If the equivalence has optional keyword arguments, these can be passed to the unit conversion function. For example, here’s an example where we specify a custom mean molecular weight (mu) for the number_density equivalence:

>>> from unyt import g, cm
>>> rho = 1e-23 * g/cm**3
>>> rho.to('cm**-3', equivalence='number_density', mu=1.4)
unyt_quantity(4.26761476, 'cm**(-3)')

For full API documentation and an autogenerated listing of the built-in equivalencies in unyt as well as a short usage example for each, see the unyt.equivalencies API listing.

Dealing with code that doesn’t use unyt

Optimally, a function will work the same irrespective of whether the data passed in has units attached or not:

>>> from unyt import cm
>>> def square(x):
...     return x**2
>>> print(square(3.))
9.0
>>> print(square(3.*cm))
9.0 cm**2

However in the real world that is not always the case.
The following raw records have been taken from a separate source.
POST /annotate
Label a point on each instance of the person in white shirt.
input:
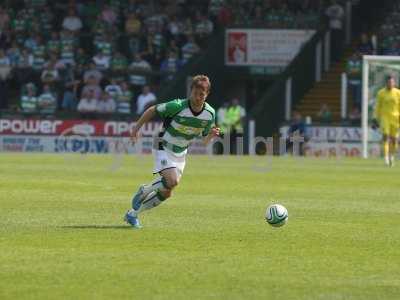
(189, 49)
(5, 65)
(47, 102)
(72, 22)
(102, 62)
(106, 104)
(138, 64)
(336, 15)
(113, 89)
(145, 99)
(88, 103)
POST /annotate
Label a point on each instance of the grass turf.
(62, 235)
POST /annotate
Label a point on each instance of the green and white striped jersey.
(182, 125)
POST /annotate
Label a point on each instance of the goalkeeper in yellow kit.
(387, 113)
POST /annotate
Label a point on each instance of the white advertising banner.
(264, 47)
(317, 149)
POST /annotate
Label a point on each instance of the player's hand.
(135, 135)
(375, 124)
(215, 131)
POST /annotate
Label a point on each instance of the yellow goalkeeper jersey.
(388, 104)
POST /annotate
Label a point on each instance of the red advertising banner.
(65, 127)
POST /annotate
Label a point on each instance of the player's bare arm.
(214, 132)
(146, 117)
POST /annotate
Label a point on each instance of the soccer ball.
(276, 215)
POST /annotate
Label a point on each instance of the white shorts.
(165, 160)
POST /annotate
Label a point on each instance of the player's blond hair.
(196, 80)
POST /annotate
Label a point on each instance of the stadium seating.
(133, 43)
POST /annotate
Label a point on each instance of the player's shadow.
(96, 227)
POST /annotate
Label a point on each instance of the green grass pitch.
(62, 234)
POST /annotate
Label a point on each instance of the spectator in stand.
(203, 28)
(50, 74)
(67, 46)
(170, 65)
(106, 104)
(353, 70)
(92, 88)
(118, 65)
(355, 116)
(53, 44)
(54, 61)
(28, 99)
(138, 80)
(88, 103)
(105, 45)
(72, 22)
(214, 8)
(4, 18)
(133, 25)
(113, 89)
(225, 15)
(335, 13)
(324, 115)
(93, 73)
(69, 97)
(39, 54)
(23, 71)
(187, 27)
(174, 27)
(102, 62)
(5, 66)
(144, 100)
(81, 60)
(173, 47)
(108, 15)
(47, 102)
(124, 99)
(14, 53)
(365, 46)
(30, 42)
(189, 49)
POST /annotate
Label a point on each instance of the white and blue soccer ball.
(276, 215)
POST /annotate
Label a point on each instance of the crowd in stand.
(107, 56)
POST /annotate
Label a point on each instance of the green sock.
(153, 199)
In this section we describe strategies for dealing with that situation.

Stripping units off of data

The unyt library provides a number of ways to convert unyt_quantity instances into floats and unyt_array instances into NumPy arrays. These methods either return a copy of the data as a NumPy array or return a view onto the underlying array data owned by a unyt_array instance.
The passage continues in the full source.